Thiruvananthapuram: The Reserve Bank of India (RBI) has strictly directed the public sector banks to stop lending to Kerala government’s projects which do not generate revenue.
The strict order came on June 13 as the banks did not follow the initial directive given to them in April. With this, many entities under the State Government will have to face obstacles in availing of loans. Many projects would also be derailed. However, the directive will not affect the loans for Kerala Infrastructure Investment Fund Board (KIIFB) as of now.
Hereafter, the banks would lend only to the business models which can be implemented using the loan and repays using the revenue generated thereby. The RBI has directed against lending money for building construction to government, quasi-government and local self-government institutions.

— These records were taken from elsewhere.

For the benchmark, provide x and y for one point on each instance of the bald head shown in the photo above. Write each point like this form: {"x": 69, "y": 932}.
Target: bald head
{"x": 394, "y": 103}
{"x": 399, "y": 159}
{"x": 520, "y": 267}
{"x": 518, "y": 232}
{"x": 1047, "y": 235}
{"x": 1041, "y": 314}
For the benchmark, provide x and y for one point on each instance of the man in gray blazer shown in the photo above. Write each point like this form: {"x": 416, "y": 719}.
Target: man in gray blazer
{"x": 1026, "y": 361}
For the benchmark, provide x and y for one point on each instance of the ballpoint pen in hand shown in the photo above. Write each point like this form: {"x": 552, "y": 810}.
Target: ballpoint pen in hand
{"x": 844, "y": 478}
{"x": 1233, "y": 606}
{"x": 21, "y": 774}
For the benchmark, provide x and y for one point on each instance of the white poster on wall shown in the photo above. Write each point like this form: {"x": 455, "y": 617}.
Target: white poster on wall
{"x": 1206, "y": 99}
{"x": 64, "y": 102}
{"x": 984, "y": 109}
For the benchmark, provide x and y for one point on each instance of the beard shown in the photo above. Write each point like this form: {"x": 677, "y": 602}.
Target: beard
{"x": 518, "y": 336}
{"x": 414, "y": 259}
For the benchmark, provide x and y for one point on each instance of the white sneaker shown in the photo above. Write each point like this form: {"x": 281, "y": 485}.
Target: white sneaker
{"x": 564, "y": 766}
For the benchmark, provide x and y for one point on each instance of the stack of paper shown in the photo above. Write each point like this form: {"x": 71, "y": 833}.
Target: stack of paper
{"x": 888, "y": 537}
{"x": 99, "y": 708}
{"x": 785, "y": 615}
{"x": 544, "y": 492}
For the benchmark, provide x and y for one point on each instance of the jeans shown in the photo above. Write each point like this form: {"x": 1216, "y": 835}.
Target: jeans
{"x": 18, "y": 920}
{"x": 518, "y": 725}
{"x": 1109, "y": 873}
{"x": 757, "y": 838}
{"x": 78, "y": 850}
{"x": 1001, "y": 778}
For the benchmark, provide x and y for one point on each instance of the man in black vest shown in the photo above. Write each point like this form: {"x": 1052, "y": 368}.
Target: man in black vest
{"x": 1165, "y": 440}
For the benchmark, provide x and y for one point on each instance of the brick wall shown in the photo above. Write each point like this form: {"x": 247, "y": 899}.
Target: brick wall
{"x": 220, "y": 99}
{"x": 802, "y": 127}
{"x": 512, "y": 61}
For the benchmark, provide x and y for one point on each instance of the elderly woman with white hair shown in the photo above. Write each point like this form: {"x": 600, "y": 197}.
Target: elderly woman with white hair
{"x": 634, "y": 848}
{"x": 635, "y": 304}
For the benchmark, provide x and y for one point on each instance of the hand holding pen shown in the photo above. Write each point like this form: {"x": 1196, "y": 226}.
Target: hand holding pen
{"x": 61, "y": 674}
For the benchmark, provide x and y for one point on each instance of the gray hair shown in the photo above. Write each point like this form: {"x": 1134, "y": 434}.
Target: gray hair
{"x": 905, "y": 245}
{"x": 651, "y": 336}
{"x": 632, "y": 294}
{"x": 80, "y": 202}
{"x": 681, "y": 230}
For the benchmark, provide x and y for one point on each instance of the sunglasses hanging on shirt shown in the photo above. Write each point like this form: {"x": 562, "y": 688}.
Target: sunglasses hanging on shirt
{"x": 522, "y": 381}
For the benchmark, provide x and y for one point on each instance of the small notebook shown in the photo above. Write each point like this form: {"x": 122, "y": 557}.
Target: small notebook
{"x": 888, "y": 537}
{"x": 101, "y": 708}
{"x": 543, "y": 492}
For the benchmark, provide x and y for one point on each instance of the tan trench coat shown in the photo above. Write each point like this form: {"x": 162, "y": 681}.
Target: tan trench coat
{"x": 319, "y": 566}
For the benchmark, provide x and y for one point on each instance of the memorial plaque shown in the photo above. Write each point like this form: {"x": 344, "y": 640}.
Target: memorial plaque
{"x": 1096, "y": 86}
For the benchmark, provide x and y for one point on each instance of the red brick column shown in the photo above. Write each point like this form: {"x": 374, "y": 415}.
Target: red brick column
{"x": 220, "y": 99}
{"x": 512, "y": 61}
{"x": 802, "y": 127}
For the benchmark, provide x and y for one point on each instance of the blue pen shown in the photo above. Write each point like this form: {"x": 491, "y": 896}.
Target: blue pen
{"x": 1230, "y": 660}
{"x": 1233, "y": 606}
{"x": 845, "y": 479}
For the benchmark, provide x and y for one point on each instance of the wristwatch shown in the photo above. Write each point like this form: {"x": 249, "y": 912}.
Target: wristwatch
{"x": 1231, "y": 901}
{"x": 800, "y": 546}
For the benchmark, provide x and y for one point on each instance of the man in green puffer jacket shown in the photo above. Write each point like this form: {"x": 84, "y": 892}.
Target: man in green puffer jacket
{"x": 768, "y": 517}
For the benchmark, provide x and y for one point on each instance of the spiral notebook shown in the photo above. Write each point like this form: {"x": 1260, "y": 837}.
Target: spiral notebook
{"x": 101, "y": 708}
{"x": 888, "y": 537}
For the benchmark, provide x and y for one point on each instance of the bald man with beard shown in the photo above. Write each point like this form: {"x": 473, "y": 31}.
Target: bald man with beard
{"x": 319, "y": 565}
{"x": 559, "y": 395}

The corporates formed as per Company act under the Government can be provided with loans, after ensuring that they operate in a profitable manner. It should be ensured that the lending is for the remaining amount besides the Government’s funding for the project. Also, the repayment should not be made using the Government’s money, but from the revenue generated from the project itself.
Housing projects to be hit
RBI’s decision will mainly affect the developmental and housing projects. Entities such as the Kerala Police Housing and Construction Corporation get loans to build quarters and houses for policemen. Such loans are usually repaid using the funds allocated by the Government as a budget allocation.
As per the new RBI directive, loans will not be given to such projects wherein the repayments are from budget allocations.
RBI has asked the banks to file a report within three months after examining whether the loans were approved considering the norms set by it so far.